To understand what this looks like, it’s helpful to look at how we got here. Data management has come a long way over the past decade, evolving from Teradata and Informatica, to Hadoop, and now to the age of Snowflake, Databricks, and Google BigQuery. Today’s modern, cloud-based architecture has an alluring simplicity, but as the task of managing and maintaining it grows in complexity it undermines the very benefits it has set out to provide. We’ve made progress, but we’re not there yet.
An unwieldy mass of tools
Even with a modern cloud architecture, significant complexity remains. Data engineers have been given a vast array of new tools, but there are so many of these tools that they have become unwieldy. Data sources have multiplied, pipelines have become more intricate, and the resulting infrastructure is not self-aware, requiring significant manual maintenance. The challenges of the modern data stack outweigh the benefits, leaving teams disillusioned and overworked.
All roads lead to automation
When we look at the history of enterprise technologies, it becomes clear that all roads lead to consolidation, simplification, productization, and ultimately automation. Here are two examples that illustrate this:
- Early databases evolved into relational databases and standardized on the SQL language. Disparate functionality and features were consolidated into unified data management systems that now automate routine maintenance tasks, enhancing performance and reducing operational burden.
- More recently, provisioning and managing cloud infrastructure has been greatly simplified by automation tools like Terraform and Kubernetes, eliminating manual errors and complexity.
The modern data stack is ripe for a comparable wave of evolution, to reduce the complexity and free up engineers’ time so that they can work on projects that actually move the needle for the business. The post-modern data stack requires a more self-aware, unified architecture that opens the door to intelligent automation.
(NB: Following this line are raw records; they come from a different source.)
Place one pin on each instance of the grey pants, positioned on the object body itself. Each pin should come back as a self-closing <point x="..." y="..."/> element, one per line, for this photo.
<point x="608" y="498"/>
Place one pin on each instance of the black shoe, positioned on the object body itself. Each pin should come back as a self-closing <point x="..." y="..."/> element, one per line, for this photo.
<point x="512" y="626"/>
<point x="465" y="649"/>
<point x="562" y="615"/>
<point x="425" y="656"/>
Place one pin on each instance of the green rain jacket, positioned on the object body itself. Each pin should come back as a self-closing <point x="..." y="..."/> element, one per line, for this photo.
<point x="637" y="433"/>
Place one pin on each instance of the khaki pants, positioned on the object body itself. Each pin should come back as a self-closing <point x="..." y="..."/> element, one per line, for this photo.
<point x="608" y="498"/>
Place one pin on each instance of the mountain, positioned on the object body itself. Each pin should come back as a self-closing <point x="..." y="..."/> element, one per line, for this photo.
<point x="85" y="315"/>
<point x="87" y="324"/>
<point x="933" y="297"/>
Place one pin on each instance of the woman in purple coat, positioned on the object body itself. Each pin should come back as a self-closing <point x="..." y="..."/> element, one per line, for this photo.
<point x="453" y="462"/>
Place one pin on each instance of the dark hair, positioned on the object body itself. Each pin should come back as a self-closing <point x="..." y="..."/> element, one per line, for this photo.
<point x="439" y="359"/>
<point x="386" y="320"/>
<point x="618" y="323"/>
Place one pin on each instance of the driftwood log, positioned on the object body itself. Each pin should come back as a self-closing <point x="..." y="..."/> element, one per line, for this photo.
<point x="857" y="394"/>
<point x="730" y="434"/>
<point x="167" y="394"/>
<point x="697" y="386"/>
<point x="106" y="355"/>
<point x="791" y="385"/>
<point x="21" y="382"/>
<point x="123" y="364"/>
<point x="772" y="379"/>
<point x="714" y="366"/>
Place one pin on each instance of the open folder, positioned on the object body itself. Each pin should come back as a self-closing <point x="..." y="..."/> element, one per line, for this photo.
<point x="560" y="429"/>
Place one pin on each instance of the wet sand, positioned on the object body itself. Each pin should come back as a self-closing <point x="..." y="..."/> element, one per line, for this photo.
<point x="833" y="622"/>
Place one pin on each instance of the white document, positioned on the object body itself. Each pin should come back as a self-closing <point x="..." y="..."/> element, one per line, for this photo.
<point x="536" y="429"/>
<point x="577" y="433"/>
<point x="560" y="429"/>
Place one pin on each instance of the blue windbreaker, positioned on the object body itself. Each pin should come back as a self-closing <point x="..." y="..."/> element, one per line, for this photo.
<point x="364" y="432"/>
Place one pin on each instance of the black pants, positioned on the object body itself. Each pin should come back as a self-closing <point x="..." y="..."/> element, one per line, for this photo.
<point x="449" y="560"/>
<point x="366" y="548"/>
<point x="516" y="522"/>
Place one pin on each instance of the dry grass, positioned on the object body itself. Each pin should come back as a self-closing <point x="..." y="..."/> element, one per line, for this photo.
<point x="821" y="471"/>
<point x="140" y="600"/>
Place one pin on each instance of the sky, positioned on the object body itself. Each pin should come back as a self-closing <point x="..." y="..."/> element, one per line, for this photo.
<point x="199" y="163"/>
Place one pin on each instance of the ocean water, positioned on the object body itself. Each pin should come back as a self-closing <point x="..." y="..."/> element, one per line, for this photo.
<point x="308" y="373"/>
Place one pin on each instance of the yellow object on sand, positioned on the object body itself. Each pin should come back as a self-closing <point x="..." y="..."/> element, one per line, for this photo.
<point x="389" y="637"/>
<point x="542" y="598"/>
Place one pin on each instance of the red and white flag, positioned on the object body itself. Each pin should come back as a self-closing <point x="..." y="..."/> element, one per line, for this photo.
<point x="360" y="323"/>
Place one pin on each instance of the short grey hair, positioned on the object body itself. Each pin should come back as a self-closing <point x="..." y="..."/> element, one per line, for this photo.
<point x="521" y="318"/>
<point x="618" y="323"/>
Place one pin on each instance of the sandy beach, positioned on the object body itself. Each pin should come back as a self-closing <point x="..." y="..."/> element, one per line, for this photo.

Characteristics of the post-modern data stack
The post-modern data stack is powerful because it takes a holistic and synergistic approach, with characteristics including:
- Optimized Metadata Collection and Storage: Centralizing metadata allows engineering teams to streamline the entire ingest-to-observability process, allowing systems to be automated and optimized based on a shared metadata backbone.
- Intelligent Pipelines: Intelligent pipelines can adapt to changes in code and data, reducing dependencies and allowing for more efficient data processing with minimal human intervention.
- Value-Driven Data Products: By reducing manual work required by the modern data stack, teams can devote their resources and expertise to building new data products that drive value and meaningful outcomes for the business.
Unleash the power of your data – and your teams
The modern data stack may not have been the panacea we were hoping for but the path forward is clear. By prioritizing fewer, more unified tools and embracing automation powered by centralized metadata, engineering leaders can unlock not just the full potential of their data but the full potential of their data teams.
The history of technology shows that all roads lead to automation. The post-modern data stack is the vehicle for getting there, offering a path to increased productivity and greater innovation. The future of data management is here, and it’s intelligent, streamlined, and designed for value.